Date of Award

December 2017

Degree Type

Dissertation

Degree Name

Doctor of Philosophy

Department

English

First Advisor

Rebecca Dunham

Committee Members

Kimberly Blaeser, Brenda Cardenas, Cary Costello, Jason Puskar

Keywords

Kinship, Patriarchy, Poetry, Queer, Turing

Abstract

This dissertation explores queer kinship and masculinity in an extended poetic sequence. The speakers of these poems attempt to understand the ways that family shapes our sense of gendered identity, particularly how masculinity is constructed and perpetuated through a history of gendered violence in western culture.
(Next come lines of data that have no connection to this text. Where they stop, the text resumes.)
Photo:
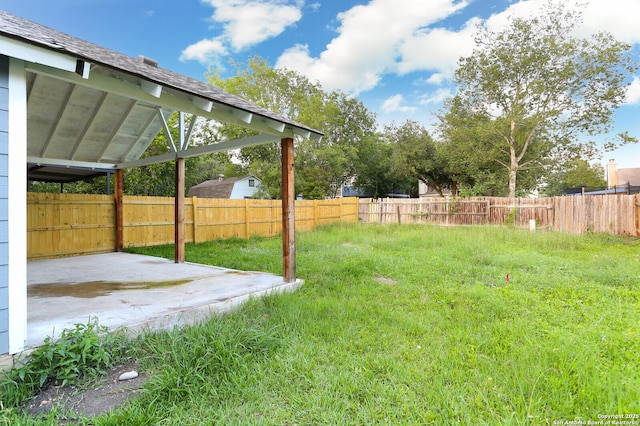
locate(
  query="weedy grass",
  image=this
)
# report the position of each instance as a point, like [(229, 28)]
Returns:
[(84, 351), (408, 325)]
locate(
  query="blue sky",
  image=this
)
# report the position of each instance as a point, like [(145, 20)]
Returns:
[(396, 56)]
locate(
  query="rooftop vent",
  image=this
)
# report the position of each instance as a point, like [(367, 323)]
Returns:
[(148, 61)]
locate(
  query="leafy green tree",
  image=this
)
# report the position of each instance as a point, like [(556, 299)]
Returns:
[(320, 166), (416, 155), (535, 85)]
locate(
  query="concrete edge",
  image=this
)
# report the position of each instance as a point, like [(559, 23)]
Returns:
[(187, 316), (202, 313)]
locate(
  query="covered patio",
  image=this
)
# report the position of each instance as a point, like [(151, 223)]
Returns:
[(69, 110), (136, 292)]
Investigating the shame of failed masculinity and unsanctioned identity through a range of aesthetic positions, these poems interrogate the tradition of English language poetry as a space where masculinity is both blurred and reinscribed.

In three sections, the collection considers the relationship between paternity and patriarchy, and how queer identity offers alternative aesthetic positions to those structures and histories.

The first section explores these themes through a specific narrative lens: the British government’s persecution of Alan Turing, forcing him to undergo chemical castration for the crime of homosexuality. Many of the poems in False Spring seek alternate ways of tracing legacy that could uncover new aesthetic modes to describe masculinity.

There is no one form prized here, though many forms are explored, from lyric-narrative poetry to the verse play. Masculinity is perceived as a privileged position in our culture—granted such privilege by patriarchal hierarchies that value certain presentations of maleness—yet masculinity, like femininity, exists in various forms. The second section, encounters a more contemporary speaker who struggles with daddy issues, both familial and sexual. These take the form of a crown of experimental sonnets, thinking primarily about the pivot of the volta as a forced mechanism for logical conclusion and structure.

The final section interrogates whether masculinity as a poetic subject can evolve through openly political and queer poems. There is a power both in the reclamation of lost forms (such as the closet drama) and in words (as “queer” itself illustrates). The range of poetic possibilities explored here reflects the spectrum of identity and positionality that queerness offers.

Ultimately, this collection, as queer poetic experiment, is an argument about the nature of social processes and our particular inherited present. These poems seek a narrative understanding of the self somewhere beyond identity construction.